MedBench: A Comprehensive, Standardized, and Reliable Benchmarking System for Evaluating Chinese Medical Large Language Models

Read original: arXiv:2407.10990 - Published 7/17/2024 by Mianxin Liu, Jinru Ding, Jie Xu, Weiguo Hu, Xiaoyang Li, Lifeng Zhu, Zhian Bai, Xiaoming Shi, Benyou Wang, Haitao Song and 9 others

💬

Overview

The paper introduces MedBench, a comprehensive benchmarking system for evaluating Chinese medical large language models (LLMs) before real-world deployment.
MedBench assembles the largest evaluation dataset (300,901 questions) covering 43 clinical specialties and performs multi-faceted evaluation on medical LLMs.
MedBench provides a standardized and fully automated cloud-based evaluation infrastructure with physical separations for questions and ground truth.
MedBench implements dynamic evaluation mechanisms to prevent shortcut learning and answer remembering.
Applying MedBench to popular general and medical LLMs yields unbiased and reproducible evaluation results aligned with medical professionals' perspectives.

Plain English Explanation

Before medical large language models (LLMs) can be used in the real world, it's crucial to ensure they work well and are good for humans. However, there isn't a widely accepted and accessible way to evaluate these models, especially in the Chinese context.

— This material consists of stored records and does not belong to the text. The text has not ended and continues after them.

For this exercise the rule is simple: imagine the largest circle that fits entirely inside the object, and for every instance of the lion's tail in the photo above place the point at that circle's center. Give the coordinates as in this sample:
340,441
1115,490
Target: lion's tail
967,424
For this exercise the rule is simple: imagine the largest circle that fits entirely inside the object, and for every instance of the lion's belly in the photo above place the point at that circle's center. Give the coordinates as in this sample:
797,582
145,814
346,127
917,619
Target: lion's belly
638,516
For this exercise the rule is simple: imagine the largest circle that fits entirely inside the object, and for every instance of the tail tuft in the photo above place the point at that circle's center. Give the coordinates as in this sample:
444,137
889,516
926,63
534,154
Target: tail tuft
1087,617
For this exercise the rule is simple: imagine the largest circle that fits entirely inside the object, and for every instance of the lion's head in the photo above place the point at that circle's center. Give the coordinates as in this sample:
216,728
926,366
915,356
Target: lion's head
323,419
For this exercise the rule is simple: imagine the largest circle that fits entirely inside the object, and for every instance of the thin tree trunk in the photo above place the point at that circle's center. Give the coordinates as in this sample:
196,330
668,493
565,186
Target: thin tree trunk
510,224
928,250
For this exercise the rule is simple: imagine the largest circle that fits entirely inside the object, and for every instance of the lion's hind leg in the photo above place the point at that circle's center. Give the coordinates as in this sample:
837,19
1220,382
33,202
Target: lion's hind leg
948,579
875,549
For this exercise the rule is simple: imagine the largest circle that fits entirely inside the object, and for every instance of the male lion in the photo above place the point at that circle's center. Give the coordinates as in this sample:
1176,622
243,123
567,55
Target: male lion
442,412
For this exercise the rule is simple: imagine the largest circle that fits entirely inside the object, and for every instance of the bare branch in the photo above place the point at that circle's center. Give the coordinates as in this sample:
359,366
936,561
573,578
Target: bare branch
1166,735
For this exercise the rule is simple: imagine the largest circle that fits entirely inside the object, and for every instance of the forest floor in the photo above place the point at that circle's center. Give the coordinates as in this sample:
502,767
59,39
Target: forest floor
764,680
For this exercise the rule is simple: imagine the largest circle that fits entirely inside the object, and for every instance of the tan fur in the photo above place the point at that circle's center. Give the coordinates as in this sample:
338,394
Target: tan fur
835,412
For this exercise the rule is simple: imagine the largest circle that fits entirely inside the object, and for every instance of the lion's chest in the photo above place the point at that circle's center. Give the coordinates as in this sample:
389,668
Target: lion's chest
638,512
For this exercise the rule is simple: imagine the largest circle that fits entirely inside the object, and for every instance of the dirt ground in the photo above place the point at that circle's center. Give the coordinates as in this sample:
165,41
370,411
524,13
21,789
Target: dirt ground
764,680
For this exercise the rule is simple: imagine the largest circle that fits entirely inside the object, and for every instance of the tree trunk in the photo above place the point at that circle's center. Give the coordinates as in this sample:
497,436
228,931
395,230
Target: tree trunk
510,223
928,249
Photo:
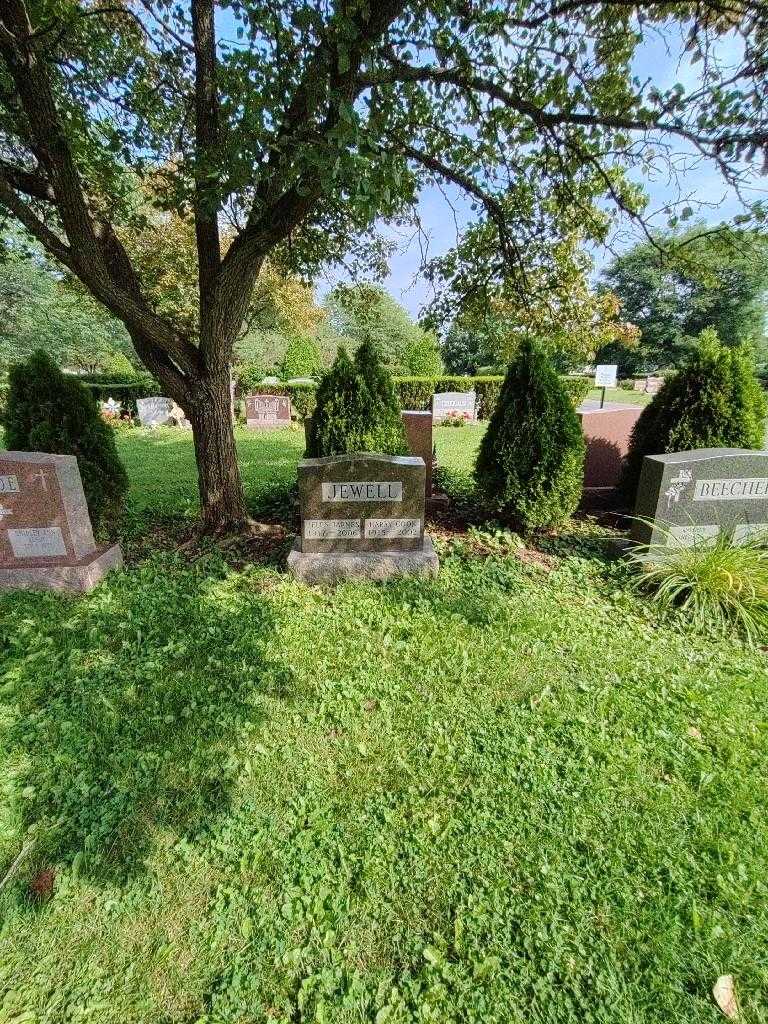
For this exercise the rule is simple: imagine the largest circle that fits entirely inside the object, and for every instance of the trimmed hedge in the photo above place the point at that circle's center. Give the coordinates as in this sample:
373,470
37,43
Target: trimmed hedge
122,387
416,392
578,387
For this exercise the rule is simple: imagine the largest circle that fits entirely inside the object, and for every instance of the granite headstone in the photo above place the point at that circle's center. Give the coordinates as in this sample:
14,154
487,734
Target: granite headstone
448,404
606,431
264,411
361,515
160,412
46,539
691,497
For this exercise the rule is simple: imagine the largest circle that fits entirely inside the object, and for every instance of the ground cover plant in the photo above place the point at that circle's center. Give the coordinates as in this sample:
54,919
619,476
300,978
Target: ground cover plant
512,794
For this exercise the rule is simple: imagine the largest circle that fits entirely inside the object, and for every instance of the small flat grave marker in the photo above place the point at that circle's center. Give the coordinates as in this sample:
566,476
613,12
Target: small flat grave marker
446,404
263,411
361,515
694,496
46,539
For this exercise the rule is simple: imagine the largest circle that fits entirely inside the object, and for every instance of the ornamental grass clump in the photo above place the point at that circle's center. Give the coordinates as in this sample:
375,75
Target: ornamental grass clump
717,585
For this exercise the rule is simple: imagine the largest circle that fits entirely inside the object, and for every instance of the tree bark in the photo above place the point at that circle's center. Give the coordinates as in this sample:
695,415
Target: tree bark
221,497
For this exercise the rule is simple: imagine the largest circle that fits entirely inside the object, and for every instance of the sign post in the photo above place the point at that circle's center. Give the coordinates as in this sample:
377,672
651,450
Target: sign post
605,376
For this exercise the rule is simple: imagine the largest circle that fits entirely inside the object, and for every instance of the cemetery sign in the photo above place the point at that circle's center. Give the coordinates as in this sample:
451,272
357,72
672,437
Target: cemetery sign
46,539
446,404
692,497
361,515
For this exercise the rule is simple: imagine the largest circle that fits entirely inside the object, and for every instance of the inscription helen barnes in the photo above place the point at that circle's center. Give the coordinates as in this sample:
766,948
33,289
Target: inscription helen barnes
694,496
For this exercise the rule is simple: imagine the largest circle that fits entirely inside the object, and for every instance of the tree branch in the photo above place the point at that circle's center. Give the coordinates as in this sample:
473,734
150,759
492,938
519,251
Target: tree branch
206,142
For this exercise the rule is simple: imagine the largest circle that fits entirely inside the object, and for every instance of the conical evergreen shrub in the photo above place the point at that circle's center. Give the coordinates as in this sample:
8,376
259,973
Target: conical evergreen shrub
47,411
356,410
714,400
529,468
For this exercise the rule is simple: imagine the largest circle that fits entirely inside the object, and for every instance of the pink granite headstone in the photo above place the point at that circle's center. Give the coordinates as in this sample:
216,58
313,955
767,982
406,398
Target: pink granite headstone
46,538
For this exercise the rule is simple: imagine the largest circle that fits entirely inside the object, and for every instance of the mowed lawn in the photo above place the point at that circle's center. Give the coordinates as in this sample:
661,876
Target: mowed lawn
510,795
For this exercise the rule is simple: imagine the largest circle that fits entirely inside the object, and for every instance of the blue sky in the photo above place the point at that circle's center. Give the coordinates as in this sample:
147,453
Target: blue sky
698,181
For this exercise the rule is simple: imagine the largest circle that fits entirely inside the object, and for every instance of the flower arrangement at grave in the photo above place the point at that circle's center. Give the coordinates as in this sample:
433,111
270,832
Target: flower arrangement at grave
47,411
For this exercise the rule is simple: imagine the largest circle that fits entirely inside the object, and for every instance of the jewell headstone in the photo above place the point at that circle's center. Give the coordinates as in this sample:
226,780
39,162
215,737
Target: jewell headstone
361,516
691,497
161,412
46,539
267,411
454,404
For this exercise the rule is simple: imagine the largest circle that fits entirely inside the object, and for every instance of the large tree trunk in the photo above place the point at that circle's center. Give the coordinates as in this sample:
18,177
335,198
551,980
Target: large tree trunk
218,473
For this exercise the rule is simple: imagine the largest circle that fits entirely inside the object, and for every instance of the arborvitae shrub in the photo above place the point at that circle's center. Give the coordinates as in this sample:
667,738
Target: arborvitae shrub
529,467
714,400
423,356
47,411
302,358
356,409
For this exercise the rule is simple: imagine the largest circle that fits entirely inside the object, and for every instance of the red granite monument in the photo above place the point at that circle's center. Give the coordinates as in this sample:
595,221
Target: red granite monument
46,538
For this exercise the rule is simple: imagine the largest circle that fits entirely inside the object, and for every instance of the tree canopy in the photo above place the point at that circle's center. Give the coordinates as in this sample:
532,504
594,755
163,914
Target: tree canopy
678,285
299,123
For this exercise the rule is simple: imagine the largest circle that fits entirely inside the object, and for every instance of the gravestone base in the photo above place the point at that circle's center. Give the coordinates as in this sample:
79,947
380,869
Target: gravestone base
76,578
332,567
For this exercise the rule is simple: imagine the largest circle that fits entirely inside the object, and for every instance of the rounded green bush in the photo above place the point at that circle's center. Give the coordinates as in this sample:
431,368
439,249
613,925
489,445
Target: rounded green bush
357,409
529,468
302,358
714,400
47,411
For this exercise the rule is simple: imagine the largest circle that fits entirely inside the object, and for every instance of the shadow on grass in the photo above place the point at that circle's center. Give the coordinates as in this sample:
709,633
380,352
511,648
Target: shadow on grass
126,710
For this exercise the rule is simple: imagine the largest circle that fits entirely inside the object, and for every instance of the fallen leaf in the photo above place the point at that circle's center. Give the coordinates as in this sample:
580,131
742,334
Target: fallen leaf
725,995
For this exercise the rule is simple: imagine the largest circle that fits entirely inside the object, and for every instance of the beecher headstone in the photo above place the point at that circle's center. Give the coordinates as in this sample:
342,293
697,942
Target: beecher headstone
267,411
694,496
361,516
446,404
46,539
160,412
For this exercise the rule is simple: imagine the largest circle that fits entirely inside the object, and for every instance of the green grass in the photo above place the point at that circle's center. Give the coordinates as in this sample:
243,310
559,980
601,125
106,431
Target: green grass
510,795
620,394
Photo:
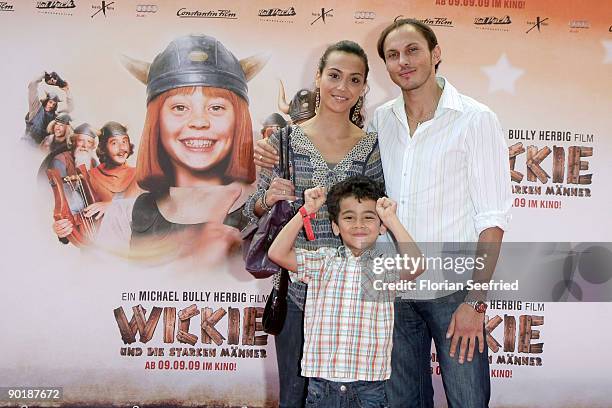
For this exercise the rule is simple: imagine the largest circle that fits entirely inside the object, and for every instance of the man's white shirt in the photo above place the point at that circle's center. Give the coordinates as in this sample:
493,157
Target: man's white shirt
451,179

This research introduces a tool called MedBench. MedBench is a comprehensive, standardized, and reliable system for evaluating Chinese medical LLMs.

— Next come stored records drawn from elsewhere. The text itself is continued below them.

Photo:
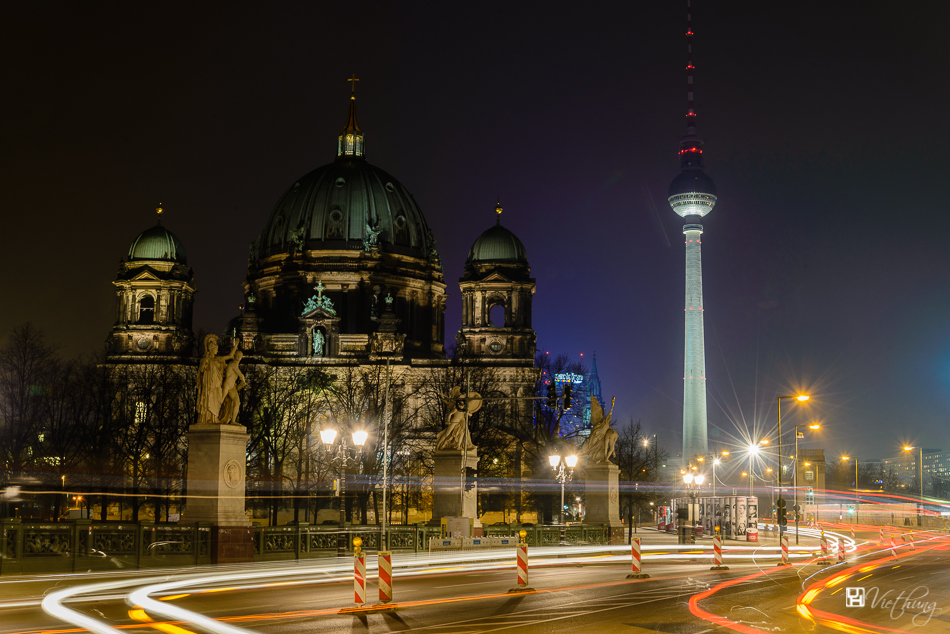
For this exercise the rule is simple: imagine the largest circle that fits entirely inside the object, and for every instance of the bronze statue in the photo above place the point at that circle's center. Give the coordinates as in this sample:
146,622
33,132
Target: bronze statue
599,448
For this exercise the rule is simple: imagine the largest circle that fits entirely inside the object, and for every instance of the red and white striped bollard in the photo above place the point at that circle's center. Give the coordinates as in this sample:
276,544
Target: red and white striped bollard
717,553
824,550
635,555
359,579
385,565
522,565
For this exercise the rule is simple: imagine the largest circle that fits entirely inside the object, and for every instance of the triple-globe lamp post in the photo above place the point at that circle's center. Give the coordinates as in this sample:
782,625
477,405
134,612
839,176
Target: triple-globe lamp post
563,472
781,502
920,466
798,435
340,457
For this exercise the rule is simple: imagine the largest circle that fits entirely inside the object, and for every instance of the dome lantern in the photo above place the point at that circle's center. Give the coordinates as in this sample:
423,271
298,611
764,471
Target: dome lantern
350,142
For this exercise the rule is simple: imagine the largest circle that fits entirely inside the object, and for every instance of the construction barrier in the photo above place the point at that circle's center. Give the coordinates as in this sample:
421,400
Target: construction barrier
522,565
359,579
437,544
824,550
635,558
717,553
385,577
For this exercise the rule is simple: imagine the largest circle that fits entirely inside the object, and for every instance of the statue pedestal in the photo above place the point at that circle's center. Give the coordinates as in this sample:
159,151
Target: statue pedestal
603,498
447,497
217,457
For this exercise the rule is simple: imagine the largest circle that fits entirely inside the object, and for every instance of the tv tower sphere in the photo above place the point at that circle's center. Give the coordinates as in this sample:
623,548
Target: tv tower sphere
692,193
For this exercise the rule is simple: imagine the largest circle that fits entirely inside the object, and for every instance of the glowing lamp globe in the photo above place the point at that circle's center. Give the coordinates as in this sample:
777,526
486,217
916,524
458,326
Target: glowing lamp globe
327,436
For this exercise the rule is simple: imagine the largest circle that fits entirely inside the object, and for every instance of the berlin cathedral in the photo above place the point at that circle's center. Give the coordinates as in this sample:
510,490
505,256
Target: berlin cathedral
345,276
344,271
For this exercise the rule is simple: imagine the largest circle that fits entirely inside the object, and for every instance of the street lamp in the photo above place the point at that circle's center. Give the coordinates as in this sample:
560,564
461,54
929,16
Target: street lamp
798,435
920,466
341,458
689,480
753,451
656,467
801,398
563,471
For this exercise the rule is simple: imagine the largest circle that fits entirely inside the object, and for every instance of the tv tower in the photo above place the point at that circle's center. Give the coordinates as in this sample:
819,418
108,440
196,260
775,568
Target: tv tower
692,195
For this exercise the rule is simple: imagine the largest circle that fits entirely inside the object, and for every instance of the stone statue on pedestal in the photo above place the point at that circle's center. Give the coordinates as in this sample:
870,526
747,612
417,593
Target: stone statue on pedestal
599,448
211,378
456,436
234,380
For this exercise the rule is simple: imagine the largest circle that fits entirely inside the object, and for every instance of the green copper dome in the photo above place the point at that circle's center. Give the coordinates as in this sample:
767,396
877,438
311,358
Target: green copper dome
158,243
332,207
498,244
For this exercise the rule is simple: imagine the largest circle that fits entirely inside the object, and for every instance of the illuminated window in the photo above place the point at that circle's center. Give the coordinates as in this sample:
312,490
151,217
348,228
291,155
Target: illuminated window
147,310
140,413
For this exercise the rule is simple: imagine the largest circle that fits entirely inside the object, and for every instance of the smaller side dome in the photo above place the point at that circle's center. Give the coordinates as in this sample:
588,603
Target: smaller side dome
498,244
158,243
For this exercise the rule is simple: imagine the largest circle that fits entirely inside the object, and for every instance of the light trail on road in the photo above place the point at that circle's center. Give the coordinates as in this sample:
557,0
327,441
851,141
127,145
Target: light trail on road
152,594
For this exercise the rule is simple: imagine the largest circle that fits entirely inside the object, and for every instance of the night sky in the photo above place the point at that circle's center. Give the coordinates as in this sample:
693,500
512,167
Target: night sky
825,260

First, MedBench collects the largest dataset of medical questions (300,901 questions) covering 43 different medical specialties. This allows MedBench to thoroughly test the capabilities of medical LLMs.

Second, MedBench provides an automated cloud-based system to evaluate these models. This system keeps the questions and the correct answers physically separate, to prevent the models from simply memorizing the answers.

Third, MedBench has built-in mechanisms to stop the models from finding shortcuts or just remembering the answers. This ensures the evaluation results are unbiased and reliable.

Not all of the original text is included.